Melis ayağındaki ağrıya rağmen yürüyebildiğini fark edince işine devam etmek istemişti. Zaten ertesi gün izin günüydü, dinlenebilirdi. En azından Salih'e söylediği buydu. Çünkü izin gününde ev bakmaya gitmesi gerekiyordu. Eve taşınıp daha sonrasında halı perde gibi ufak tefek eşyaları kışa kadar tamamlaması lazımdı.

Geçen birkaç ayda hiçbir masrafı olmadığı için biraz para biriktirebilmişti. En azından depozito ve ilk iki ayın kirasını peşin ödeyebilirdi.

Aklında bu düşüncelerle üzerini giyinirken hayal kurmaya başladığını istemsizce fark etti. Geleceğe yönelik plan yapmak ve hayal kurmak onun pek yaptığı veya hoşlandığı şeyler değildi. Günü kurtarmaya bakıyordu daha çok.

İç çekerek şapkalarının durduğu yere uzandı ama siyah şapkası yoktu. Biri uzun zaman önce Furkan'da kalmıştı ve diğerini de o aşağılık Bora yüzünden düşürmüştü. Şimdi seçenekleri Pelin'den kalan lacivert şapka ve İlker'in aldığı parlak sarı şapkaydı. Hiç düşünmeden lacivert şapkaya uzandı ve onu başına geçirdi. En kısa zamanda şapka almalıydı. Şapka onun için zorunlu ihtiyaçtı.

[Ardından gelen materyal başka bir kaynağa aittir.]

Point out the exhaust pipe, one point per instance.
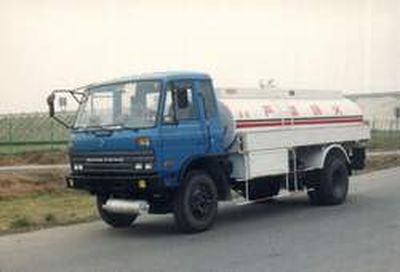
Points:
(126, 206)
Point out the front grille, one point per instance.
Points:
(111, 163)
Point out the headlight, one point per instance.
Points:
(143, 141)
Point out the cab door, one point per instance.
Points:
(182, 129)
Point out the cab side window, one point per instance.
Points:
(179, 102)
(206, 90)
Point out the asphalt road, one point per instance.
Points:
(285, 235)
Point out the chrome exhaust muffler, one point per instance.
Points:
(126, 206)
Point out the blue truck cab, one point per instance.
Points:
(153, 141)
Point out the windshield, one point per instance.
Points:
(130, 104)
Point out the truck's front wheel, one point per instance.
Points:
(115, 220)
(196, 203)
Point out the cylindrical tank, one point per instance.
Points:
(254, 110)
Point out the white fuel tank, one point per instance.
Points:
(302, 112)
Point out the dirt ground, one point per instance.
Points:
(37, 199)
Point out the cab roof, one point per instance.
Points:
(164, 76)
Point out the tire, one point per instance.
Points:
(332, 184)
(114, 220)
(196, 203)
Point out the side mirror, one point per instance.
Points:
(182, 98)
(50, 104)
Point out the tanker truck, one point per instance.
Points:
(170, 143)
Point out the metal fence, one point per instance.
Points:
(29, 132)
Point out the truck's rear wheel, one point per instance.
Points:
(115, 220)
(333, 183)
(196, 203)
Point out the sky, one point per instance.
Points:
(351, 45)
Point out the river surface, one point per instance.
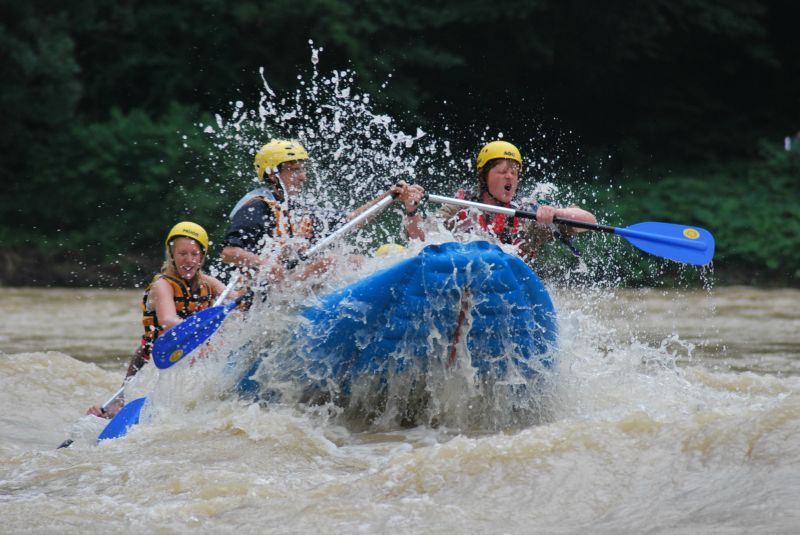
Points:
(678, 412)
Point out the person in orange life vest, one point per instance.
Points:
(499, 164)
(268, 216)
(179, 290)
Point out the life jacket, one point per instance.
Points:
(504, 228)
(186, 304)
(285, 226)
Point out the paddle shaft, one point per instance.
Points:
(516, 213)
(327, 240)
(67, 443)
(624, 232)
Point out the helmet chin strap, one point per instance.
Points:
(485, 188)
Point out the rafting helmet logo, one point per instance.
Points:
(276, 152)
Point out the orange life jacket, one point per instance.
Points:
(506, 229)
(186, 304)
(285, 226)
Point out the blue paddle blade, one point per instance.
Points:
(182, 339)
(126, 418)
(690, 245)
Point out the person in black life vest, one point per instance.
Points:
(179, 290)
(499, 164)
(268, 217)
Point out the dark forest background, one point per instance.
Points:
(674, 110)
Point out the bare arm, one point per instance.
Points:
(163, 300)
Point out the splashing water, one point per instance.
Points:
(356, 153)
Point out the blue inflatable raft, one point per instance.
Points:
(460, 334)
(452, 307)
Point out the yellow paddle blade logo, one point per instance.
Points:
(691, 233)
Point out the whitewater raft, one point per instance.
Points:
(467, 313)
(466, 306)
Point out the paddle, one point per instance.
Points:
(127, 417)
(67, 443)
(690, 245)
(179, 341)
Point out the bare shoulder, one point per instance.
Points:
(214, 283)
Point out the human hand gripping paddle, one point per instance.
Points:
(681, 243)
(179, 341)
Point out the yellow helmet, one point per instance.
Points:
(191, 230)
(277, 152)
(498, 149)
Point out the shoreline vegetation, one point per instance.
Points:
(751, 207)
(688, 113)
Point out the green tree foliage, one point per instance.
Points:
(97, 96)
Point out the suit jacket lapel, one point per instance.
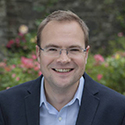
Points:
(32, 102)
(89, 104)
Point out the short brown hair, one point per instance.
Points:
(62, 15)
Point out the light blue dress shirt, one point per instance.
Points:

Gece okurken uyuyakaldığı, yatağın üzerinde duran Polyanna isimli kitabı diğerlerinin yanına koyarak depodan çıkmak için hareketlendi. Kapıyı açar açmaz ayaklarına bir beden yığıldı. Melis korkuyla sıçrayarak geri çekildiğinde yattığı yerden şişmiş gözlerle ona bakan Furkan'ı gördü. Furkan hemen doğruldu ve Melis'e gülümsedi.

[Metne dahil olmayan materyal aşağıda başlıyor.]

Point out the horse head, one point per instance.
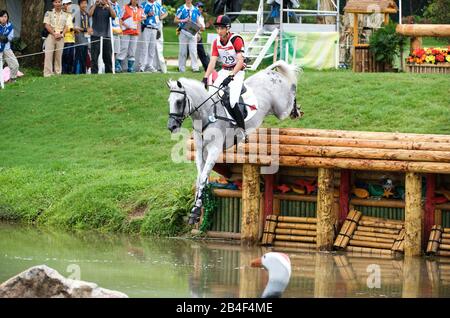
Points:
(178, 105)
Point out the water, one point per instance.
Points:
(149, 267)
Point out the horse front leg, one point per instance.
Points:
(199, 158)
(202, 180)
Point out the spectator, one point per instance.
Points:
(154, 13)
(117, 27)
(69, 40)
(204, 57)
(6, 36)
(83, 33)
(187, 19)
(131, 21)
(55, 22)
(159, 62)
(100, 12)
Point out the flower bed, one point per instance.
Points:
(429, 60)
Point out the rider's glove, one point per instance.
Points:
(227, 80)
(205, 82)
(3, 39)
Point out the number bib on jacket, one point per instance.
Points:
(227, 53)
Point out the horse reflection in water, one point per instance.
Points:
(224, 271)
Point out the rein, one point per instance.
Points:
(180, 117)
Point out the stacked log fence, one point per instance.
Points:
(439, 241)
(335, 154)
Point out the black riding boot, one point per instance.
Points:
(238, 117)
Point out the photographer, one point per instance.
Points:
(187, 18)
(55, 22)
(131, 26)
(83, 32)
(100, 12)
(69, 39)
(6, 36)
(154, 13)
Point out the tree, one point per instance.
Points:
(32, 17)
(438, 11)
(326, 5)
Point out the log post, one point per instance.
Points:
(416, 43)
(429, 206)
(325, 277)
(249, 277)
(413, 214)
(411, 277)
(355, 39)
(250, 204)
(268, 194)
(326, 218)
(344, 195)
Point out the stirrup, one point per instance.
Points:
(194, 217)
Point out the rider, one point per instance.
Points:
(230, 48)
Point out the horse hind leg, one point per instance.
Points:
(194, 217)
(296, 112)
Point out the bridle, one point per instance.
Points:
(180, 117)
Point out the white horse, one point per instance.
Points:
(275, 93)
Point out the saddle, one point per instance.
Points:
(247, 102)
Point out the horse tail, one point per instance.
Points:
(291, 71)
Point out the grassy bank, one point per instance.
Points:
(81, 152)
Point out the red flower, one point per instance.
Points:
(440, 58)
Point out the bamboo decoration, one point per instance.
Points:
(347, 229)
(386, 225)
(377, 230)
(326, 218)
(376, 245)
(294, 244)
(413, 214)
(444, 247)
(297, 226)
(443, 253)
(250, 204)
(295, 232)
(295, 238)
(294, 219)
(269, 229)
(377, 235)
(435, 239)
(366, 250)
(399, 242)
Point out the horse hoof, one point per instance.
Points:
(195, 215)
(193, 220)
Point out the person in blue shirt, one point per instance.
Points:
(154, 13)
(116, 24)
(6, 53)
(188, 23)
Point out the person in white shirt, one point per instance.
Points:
(202, 55)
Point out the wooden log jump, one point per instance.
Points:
(326, 151)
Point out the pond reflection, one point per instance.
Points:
(154, 267)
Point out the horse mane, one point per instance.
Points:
(193, 84)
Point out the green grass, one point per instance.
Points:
(85, 152)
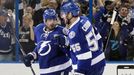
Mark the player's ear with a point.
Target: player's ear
(70, 15)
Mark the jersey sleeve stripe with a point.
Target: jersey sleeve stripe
(84, 56)
(56, 68)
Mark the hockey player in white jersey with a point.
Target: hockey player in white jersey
(51, 50)
(84, 41)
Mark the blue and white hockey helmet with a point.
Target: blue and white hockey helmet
(49, 14)
(68, 7)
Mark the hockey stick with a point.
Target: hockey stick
(24, 54)
(112, 21)
(21, 48)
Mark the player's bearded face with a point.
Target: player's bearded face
(50, 24)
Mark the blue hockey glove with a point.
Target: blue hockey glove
(28, 60)
(61, 40)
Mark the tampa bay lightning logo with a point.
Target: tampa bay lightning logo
(41, 51)
(72, 34)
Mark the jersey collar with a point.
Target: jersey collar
(74, 22)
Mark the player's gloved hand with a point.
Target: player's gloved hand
(28, 60)
(77, 73)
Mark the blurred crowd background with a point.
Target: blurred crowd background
(118, 38)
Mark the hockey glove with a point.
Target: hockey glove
(28, 60)
(61, 40)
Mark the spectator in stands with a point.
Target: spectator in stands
(117, 45)
(26, 36)
(6, 30)
(44, 5)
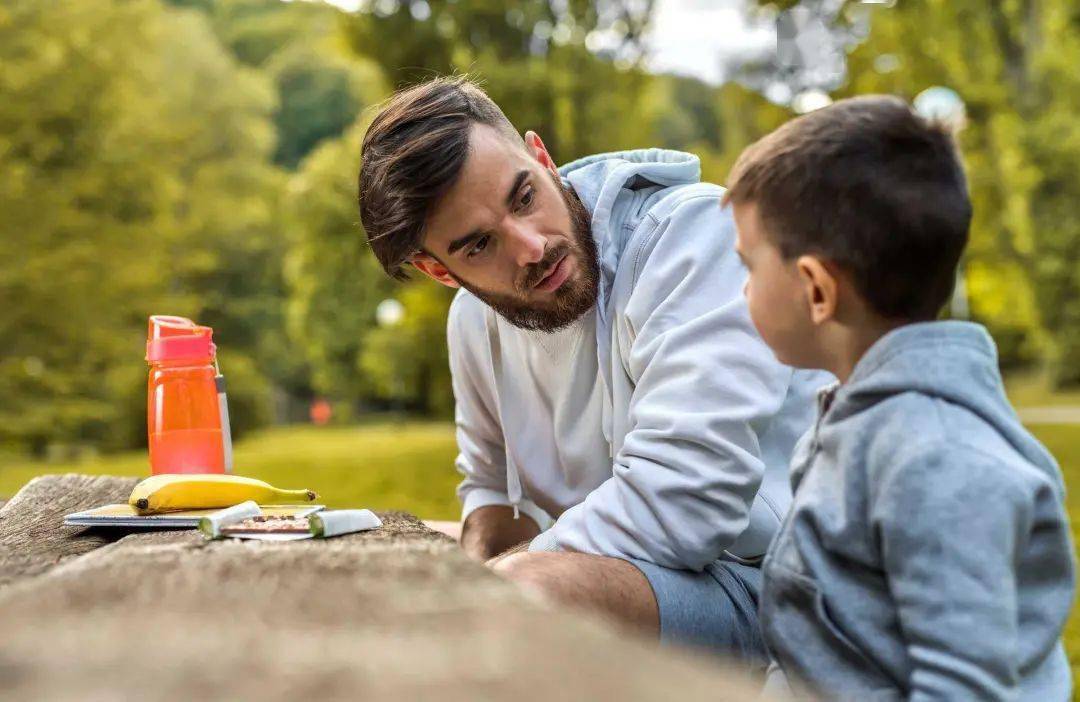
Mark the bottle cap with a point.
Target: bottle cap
(177, 338)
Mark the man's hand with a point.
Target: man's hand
(493, 529)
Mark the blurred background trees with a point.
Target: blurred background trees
(199, 158)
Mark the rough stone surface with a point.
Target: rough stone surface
(396, 613)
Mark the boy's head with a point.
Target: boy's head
(851, 216)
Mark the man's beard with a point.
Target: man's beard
(572, 299)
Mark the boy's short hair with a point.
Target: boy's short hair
(412, 156)
(867, 184)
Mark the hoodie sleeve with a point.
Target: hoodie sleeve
(482, 457)
(704, 383)
(956, 597)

"Günaydın Maviş." Dedi enerjik çıkarmaya çalıştığı bir sesle.

"Burada mı uyudun?" Diye kaşlarını çatarak sordu Melis.

"Yok ya. Deli miyim ben? Niye burada uyuyayım?" Melis'in sorgu dolu bakışlarını görünce açıkladı.

"Salih abi erken gel demişti de. Ben de geldim baktım kimse yok. Sen uyandın mı diye sana geliyordum ki..." Birkaç saniye durduğunda Melis kollarını göğsünde bağlayarak baktı ona.

"Ee?"

"Ayakkabım çözülmüş. Ben de sırtımı duvara dayayarak bağlayım demiştim ama kapıya dayanmışım. Sen de açınca devrildim işte." Furkan sırıttığında Melis Furkan'ın ayakkabılarına baktı ve ardından gözlerini tekrar yüzüne çevirdi. Söylediklerinin tek kelimesine bile inanmamıştı.

"Eve gidip uyuyorsun Furkan. Gün içinde seni çevremde görürsem kötü olur. Bakıcılık yapmana ya da kapımda nöbet tutmana gerek yok."

"Yok canım ne nöbeti?" Dese de yanından yavaş adımlarla geçip giden Melis'i artık ikna edemeyeceğini biliyordu Furkan. Saçlarını karıştırıp yere serdiği kartonu aldı ve çıkışa yöneldi.

"Her işi berbat ettin aptal!" Diye söylendi kendi kendine. "Durdun durdun sabaha karşı uyudun. Bravo gerçekten. O piç gelse rahatlıkla aşardı senin gibi nöbetçiyi." Söylene söylene arabasına bindi. Sonuçta Melis kafedeydi ve gün boyunca orada olacaktı. Salih abisinin de her şeyden haberi vardı ve onu gözünün önünden bir saniye bile ayırmayacağını biliyordu. O çocuk yakalanana kadar bu şekilde göz kulak olabilirlerdi Melis'e. Şimdi gerçekten de gidip biraz uyuması gerekiyordu.

Furkan arabasıyla uzaklaşırken Mert köşeyi dönüp Melis'in kapısını henüz açtığı kafeye daldı.

"Günaydın Melis!" Diye seslendi gülümseyerek.

"Hoşgeldiniz." Diye cevap verdi Melis alışkanlıkla. İçerinin havalanması için camları açarken gelenin Mert olduğunu fark ederek kaşlarını çattı.

"Bugün çalışman ne kadar sağlıklı sence?" Diye sordu Mert. Melis buna karşılık göz devirdi.

"Bir bakıcıya ihtiyacım olduğunu sanmıyorum." Dedi sakince.